Cross-sectional disease enrichment among sleep apnea cases
| PheCode | Translation | Odds ratio | Prevalence in sleep apnea cases | Prevalence in matched controls |
|---|---|---|---|---|
| 327.1 | Hypersomnia | 21.52 (15.95–29.02) | 7.92 | 0.40 |
| 327.71 | Restless legs syndrome | 6.77 (5.55–8.27) | 7.18 | 1.13 |
| 278.11 | Morbid obesity | 5.56 (5.02–6.16) | 23.94 | 5.36 |
| 327 | Sleep disorders | 4.61 (4.01–5.29) | 11.63 | 2.78 |
| 428.4 | Heart failure with preserved ejection fraction (Diastolic heart failure) | 4.45 (3.79–5.23) | 8.41 | 2.02 |
| 415.2 | Chronic pulmonary heart disease | 3.99 (3.35–4.75) | 6.77 | 1.79 |
| 278.1 | Obesity | 3.67 (3.42–3.93) | 52.06 | 22.84 |
| 512.9 | Other dyspnea | 3.64 (3.35–3.94) | 32.81 | 11.84 |
| 263 | Other nutritional deficiency | 3.54 (2.97–4.23) | 6.13 | 1.81 |
| 1013 | Asphyxia and hypoxemia | 3.28 (2.84–3.78) | 9.15 | 2.98 |
| 470 | Septal deviations/turbinate hypertrophy | 3.13 (2.46–3.99) | 3.02 | 0.98 |
| 512.7 | Shortness of breath | 3.08 (2.85–3.33) | 34.54 | 14.61 |
| 401.21 | Hypertensive heart disease | 2.92 (2.50–3.41) | 7.22 | 2.60 |
| 509.1 | Respiratory failure | 2.89 (2.43–3.43) | 5.87 | 2.11 |
| 296.22 | Major depressive disorder | 2.86 (2.65–3.10) | 32.48 | 14.38 |
| 428.1 | Congestive heart failure (CHF) not otherwise specified | 2.80 (2.55–3.09) | 19.26 | 7.84 |
| 276.6 | Fluid overload | 2.79 (2.40–3.25) | 7.34 | 2.76 |
| 291.8 | Alteration of consciousness | 2.74 (2.31–3.24) | 5.97 | 2.27 |
| 278.4 | Abnormal weight gain | 2.70 (2.39–3.05) | 11.80 | 4.72 |
| 539 | Bariatric surgery | 2.61 (2.36–2.88) | 17.31 | 7.43 |
| 290.3 | Other persistent mental disorders due to conditions classified elsewhere | 2.58 (2.13–3.13) | 4.33 | 1.72 |
| 505 | Other pulmonary inflammation or edema | 2.57 (2.15–3.08) | 4.98 | 2.00 |
| 496 | Chronic airway obstruction | 2.53 (2.25–2.86) | 11.38 | 4.82 |
| 313.1 | Attention-deficit hyperactivity disorder | 2.51 (2.08–3.02) | 4.56 | 1.87 |
| 798.1 | Chronic fatigue syndrome | 2.51 (2.05–3.07) | 3.90 | 1.59 |
Note: Totally, 527 PheCodes with ≥1% overall prevalence were tested.
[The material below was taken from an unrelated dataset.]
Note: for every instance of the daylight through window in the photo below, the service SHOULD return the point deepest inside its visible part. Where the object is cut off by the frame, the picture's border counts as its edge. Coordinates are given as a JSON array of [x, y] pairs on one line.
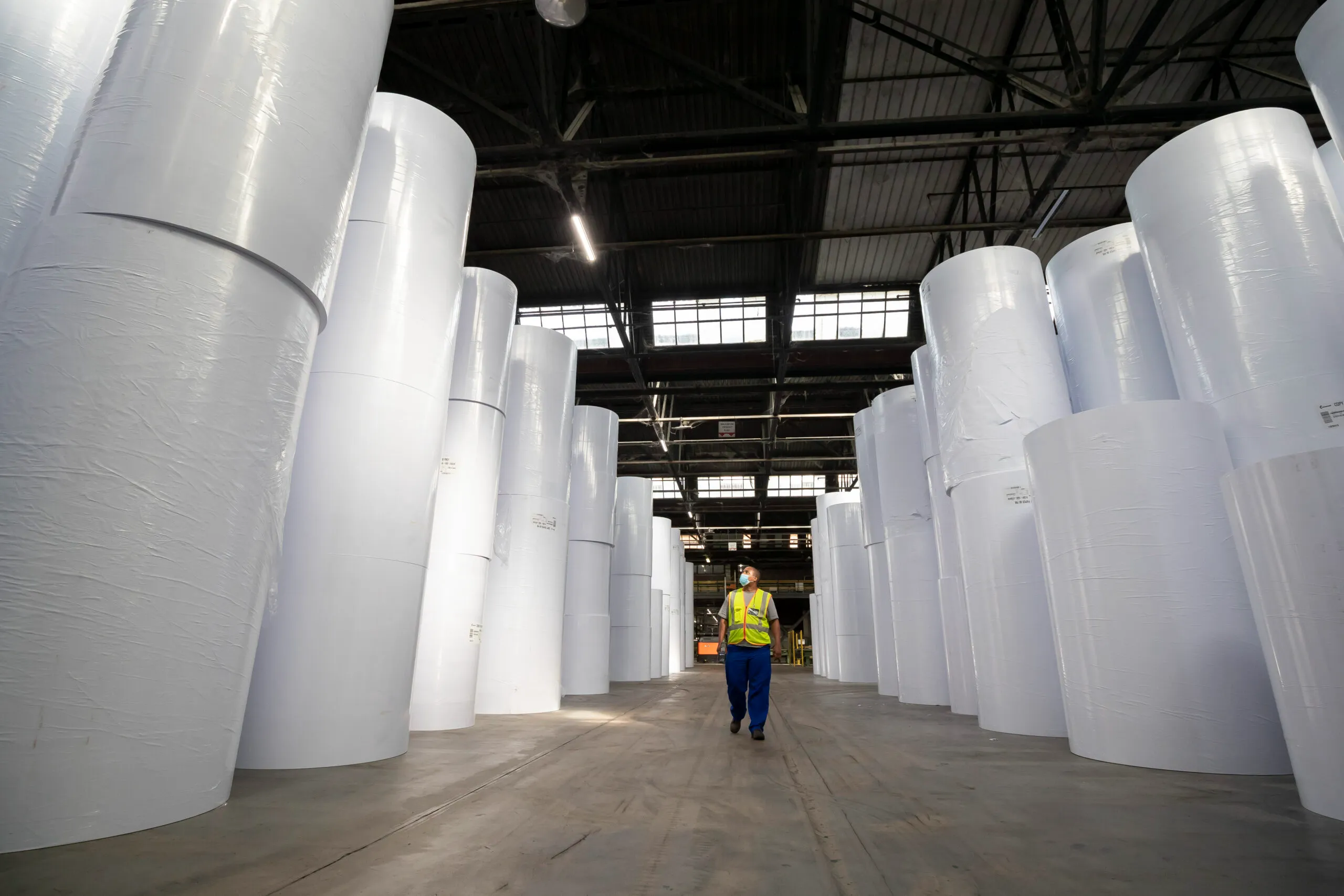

Controls were matched for age, sex, BMI, population, and healthcare utilization. Of the tested PheCodes, 281 nonredundant PheCodes had significantly different cross-sectional prevalence between PheCAP-defined cases and matched controls in combined-sex and/or sex-stratified analyses. Lead results are shown here. Complete results, including sex-stratified results, can be found in Table S6.